You may request that we restrict our uses or disclosures of PHI for treatment, payment, or healthcare operations, or to a person involved in your care. We are not required to agree, except that we will agree to a request that we not disclose PHI to a health plan for purposes of payment or operations if the disclosure relates to a service for which you (or someone on your behalf) have paid out of pocket in full.

4.5 Right to confidential communications

You may request that we communicate with you about medical matters in a particular way or location (for example, by portal message only, or to a specific phone number). We will accommodate reasonable requests.

4.6 Right to be notified of a breach

We will notify you if a breach of your unsecured PHI occurs in accordance with the HIPAA Breach Notification Rule and Tex. Bus. & Com. Code ch. 521.

4.7 Right to a paper copy of this Notice

Even if you have agreed to receive this Notice electronically, you may request a paper copy at any time.

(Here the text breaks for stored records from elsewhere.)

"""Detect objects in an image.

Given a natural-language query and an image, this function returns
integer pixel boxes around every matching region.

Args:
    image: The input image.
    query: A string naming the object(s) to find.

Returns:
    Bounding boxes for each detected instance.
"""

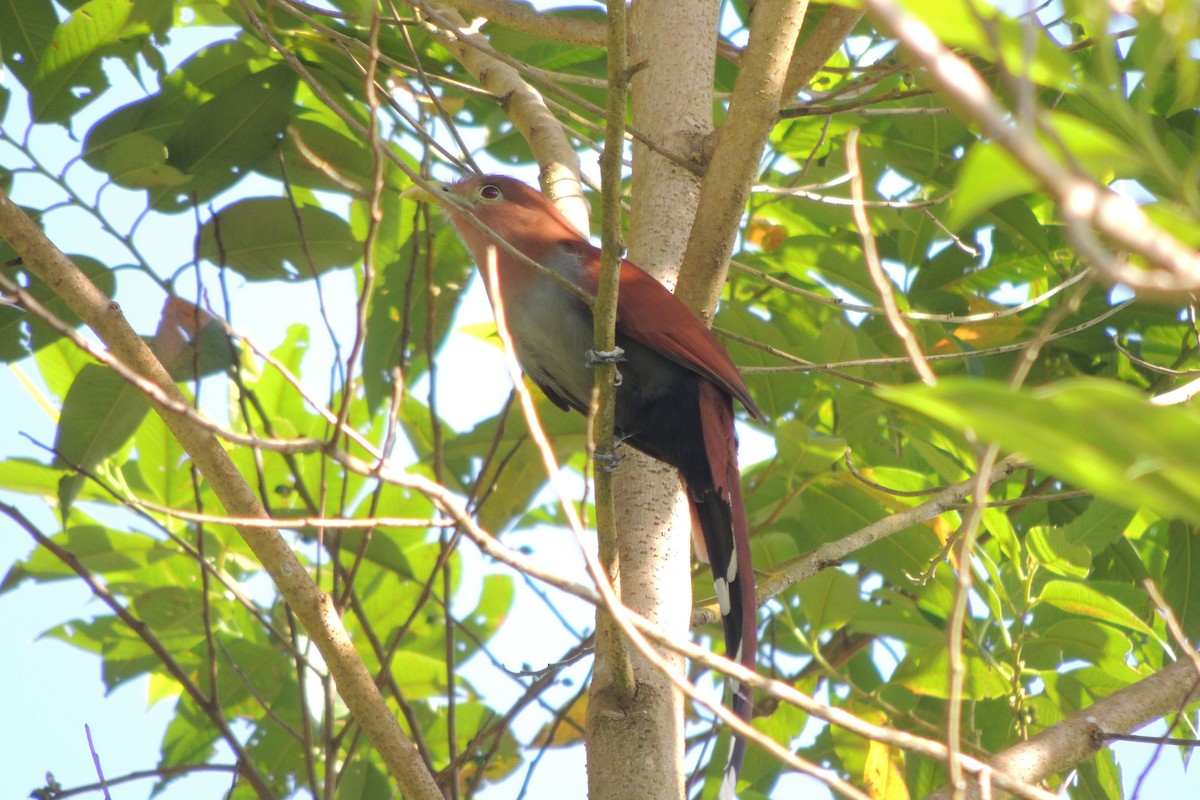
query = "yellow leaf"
[745,217,787,253]
[863,741,908,800]
[954,297,1025,349]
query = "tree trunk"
[588,0,720,800]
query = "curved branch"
[0,191,442,800]
[432,0,607,47]
[691,456,1027,627]
[412,2,589,235]
[866,0,1200,294]
[930,658,1200,800]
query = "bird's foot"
[583,347,625,367]
[592,443,622,473]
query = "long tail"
[684,380,758,799]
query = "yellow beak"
[400,181,450,205]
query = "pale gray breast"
[506,245,593,409]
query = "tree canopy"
[0,0,1200,800]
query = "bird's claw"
[583,347,625,367]
[592,443,622,473]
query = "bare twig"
[846,128,937,386]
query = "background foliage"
[0,0,1200,798]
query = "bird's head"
[401,175,583,259]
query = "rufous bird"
[403,175,760,795]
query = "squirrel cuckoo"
[403,175,758,795]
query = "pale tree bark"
[588,0,720,800]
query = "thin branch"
[866,0,1200,295]
[588,0,637,703]
[442,0,613,47]
[846,128,937,386]
[0,185,440,800]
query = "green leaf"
[946,114,1145,230]
[1025,527,1092,578]
[1037,581,1154,636]
[54,363,150,516]
[154,64,298,211]
[797,570,863,634]
[893,642,1012,700]
[198,197,362,281]
[104,131,191,188]
[880,379,1200,525]
[29,0,134,122]
[0,255,116,362]
[1021,619,1130,669]
[0,0,59,82]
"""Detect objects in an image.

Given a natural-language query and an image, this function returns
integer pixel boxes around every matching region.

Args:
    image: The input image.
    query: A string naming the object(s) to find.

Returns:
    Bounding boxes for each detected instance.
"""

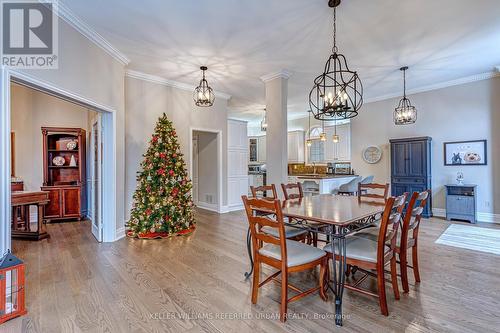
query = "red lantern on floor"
[0,252,26,324]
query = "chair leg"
[411,244,420,283]
[252,260,260,304]
[280,268,288,323]
[319,258,328,302]
[377,263,389,316]
[399,248,410,293]
[391,254,399,299]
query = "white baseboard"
[224,204,245,213]
[432,208,500,223]
[196,201,219,213]
[115,227,125,241]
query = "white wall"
[125,77,227,218]
[0,19,125,251]
[194,131,218,208]
[351,78,500,214]
[11,84,95,191]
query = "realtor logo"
[0,0,58,69]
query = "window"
[308,140,325,163]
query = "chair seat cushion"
[323,235,389,263]
[261,226,307,238]
[259,240,326,267]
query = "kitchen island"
[288,174,358,194]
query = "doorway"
[190,129,222,212]
[0,68,116,253]
[10,82,102,241]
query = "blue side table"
[445,184,477,223]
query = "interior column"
[261,70,290,198]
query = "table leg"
[12,206,18,230]
[245,227,253,279]
[330,227,347,326]
[23,205,31,231]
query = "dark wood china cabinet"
[41,127,87,221]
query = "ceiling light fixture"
[394,66,417,125]
[306,110,312,147]
[260,109,267,132]
[309,0,363,120]
[193,66,215,107]
[332,121,340,143]
[319,121,326,142]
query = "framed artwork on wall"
[444,140,487,165]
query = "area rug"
[436,224,500,255]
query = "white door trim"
[0,67,118,255]
[189,127,223,213]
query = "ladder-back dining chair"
[242,196,328,322]
[250,184,312,244]
[323,195,406,316]
[396,190,430,293]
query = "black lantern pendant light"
[309,0,363,120]
[306,110,312,147]
[332,121,340,143]
[193,66,215,107]
[394,66,417,125]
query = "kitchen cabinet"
[325,123,351,162]
[288,131,304,163]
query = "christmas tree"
[127,114,195,238]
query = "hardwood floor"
[0,210,500,333]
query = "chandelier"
[193,66,215,107]
[306,110,312,147]
[309,0,363,120]
[394,66,417,125]
[260,109,267,132]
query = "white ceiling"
[64,0,500,121]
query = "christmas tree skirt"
[127,226,196,239]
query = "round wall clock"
[363,146,382,164]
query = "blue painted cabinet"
[446,184,477,223]
[390,136,432,217]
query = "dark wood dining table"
[245,194,384,326]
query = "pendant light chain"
[403,69,406,98]
[332,8,338,53]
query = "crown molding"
[125,69,231,100]
[57,0,130,65]
[260,69,292,82]
[365,71,500,103]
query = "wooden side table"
[11,191,50,240]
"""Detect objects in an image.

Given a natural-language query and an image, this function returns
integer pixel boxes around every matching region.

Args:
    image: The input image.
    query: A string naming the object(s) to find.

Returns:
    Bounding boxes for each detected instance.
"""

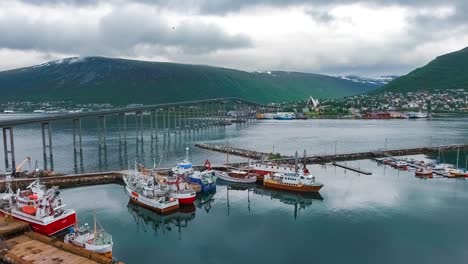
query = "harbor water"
[2,114,468,264]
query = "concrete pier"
[195,143,468,165]
[0,217,123,264]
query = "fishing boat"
[0,186,76,236]
[394,161,408,170]
[64,210,114,257]
[273,112,294,120]
[165,175,197,204]
[407,111,428,119]
[123,173,179,213]
[263,151,323,192]
[447,149,468,178]
[187,160,216,192]
[215,169,257,183]
[414,167,432,178]
[172,148,216,192]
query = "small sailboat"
[414,167,432,178]
[64,210,114,257]
[447,149,468,178]
[214,138,257,183]
[263,151,323,193]
[187,160,216,192]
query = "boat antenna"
[302,149,307,170]
[465,155,468,172]
[294,150,299,174]
[93,208,96,241]
[226,137,229,167]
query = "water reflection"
[217,181,323,219]
[127,201,196,239]
[195,192,216,213]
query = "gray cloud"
[0,1,251,56]
[0,0,468,75]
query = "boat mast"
[93,208,96,242]
[294,151,299,174]
[302,149,307,170]
[437,146,440,164]
[226,137,229,167]
[465,155,468,172]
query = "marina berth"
[215,169,257,183]
[0,182,76,236]
[123,169,179,213]
[64,210,114,257]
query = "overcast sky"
[0,0,468,76]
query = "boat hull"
[187,177,216,192]
[2,210,76,236]
[176,196,197,205]
[125,187,179,213]
[216,173,257,183]
[263,180,323,193]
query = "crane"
[12,157,31,176]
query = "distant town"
[276,89,468,118]
[0,89,468,119]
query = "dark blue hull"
[187,177,216,192]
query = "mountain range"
[375,48,468,93]
[0,57,382,104]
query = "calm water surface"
[1,114,468,264]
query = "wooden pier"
[218,144,468,166]
[0,171,123,192]
[332,162,372,175]
[195,143,268,160]
[0,217,123,264]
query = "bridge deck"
[0,98,262,127]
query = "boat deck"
[0,215,29,238]
[0,219,122,264]
[5,235,99,264]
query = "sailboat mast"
[294,151,299,174]
[93,208,96,241]
[438,146,440,163]
[226,137,229,166]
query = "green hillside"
[376,48,468,92]
[0,57,377,104]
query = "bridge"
[0,98,267,170]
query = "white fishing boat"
[0,187,76,236]
[64,211,114,256]
[263,151,323,193]
[123,171,179,213]
[214,169,257,183]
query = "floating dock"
[0,217,123,264]
[195,143,268,160]
[218,144,468,166]
[332,162,372,175]
[0,171,123,191]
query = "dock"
[0,171,123,192]
[195,143,268,160]
[0,217,123,264]
[332,162,372,175]
[218,144,468,166]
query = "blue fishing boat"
[172,148,216,192]
[273,113,294,120]
[187,170,216,192]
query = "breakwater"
[210,144,468,166]
[195,143,268,160]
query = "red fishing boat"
[0,184,76,236]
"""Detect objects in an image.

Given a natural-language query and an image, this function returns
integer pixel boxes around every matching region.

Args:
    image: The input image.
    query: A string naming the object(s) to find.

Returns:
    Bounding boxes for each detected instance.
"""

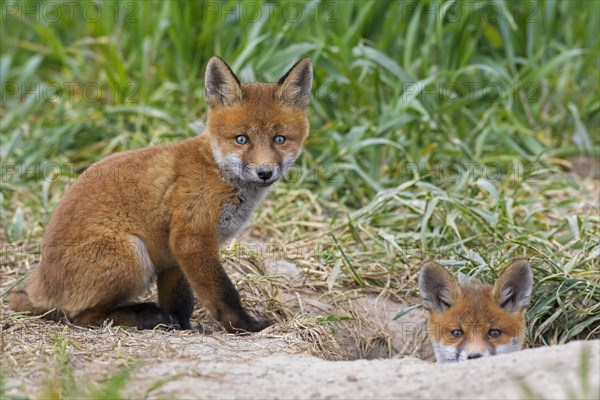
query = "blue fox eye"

4.8 Right to choose someone to act for you

If you have given a personal representative medical power of attorney or if a person is your legal guardian, that person may exercise these rights and make choices about your PHI. We will verify the person's authority before taking action.

5. Our responsibilities

We are required by law to:

  • maintain the privacy and security of your PHI;
  • provide you with this Notice of our legal duties and privacy practices;
  • follow the duties and privacy practices described in the Notice currently in effect;
  • notify you promptly if a breach of unsecured PHI affects you;
  • not use or disclose your PHI in a manner other than as described unless you authorize us in writing or as otherwise permitted or required by law; and
  • train our workforce and our business associates to protect your information.

6. Changes to this Notice

We reserve the right to change this Notice and to make the revised Notice effective for all PHI we maintain, including PHI created or received before the change. The current Notice will be posted on our website and made available at our practice locations. The effective date of any revision will appear on the first page.

7. Complaints

If you believe your privacy rights have been violated, you may file a complaint with the Practice's Privacy Officer through the patient portal or by contacting the clinic. You may also file a written complaint with the U.S. Department of Health and Human Services, Office for Civil Rights, 200 Independence Avenue, S.W., Washington, D.C. 20201, by calling 1-877-696-6775, or by visiting hhs.gov/hipaa/filing-a-complaint. We will not retaliate against you for filing a complaint.

8. Contact

To exercise any right described in this Notice, request a paper copy, or ask a question, contact our Privacy Officer through the patient portal, by emailing the clinic, or by speaking with the front-desk team during business hours.

This Notice is a general HIPAA-aware template and does not constitute legal advice. Consult Texas-licensed healthcare counsel to tailor it to the Practice's specific operations, scope of services, and contracted business associates.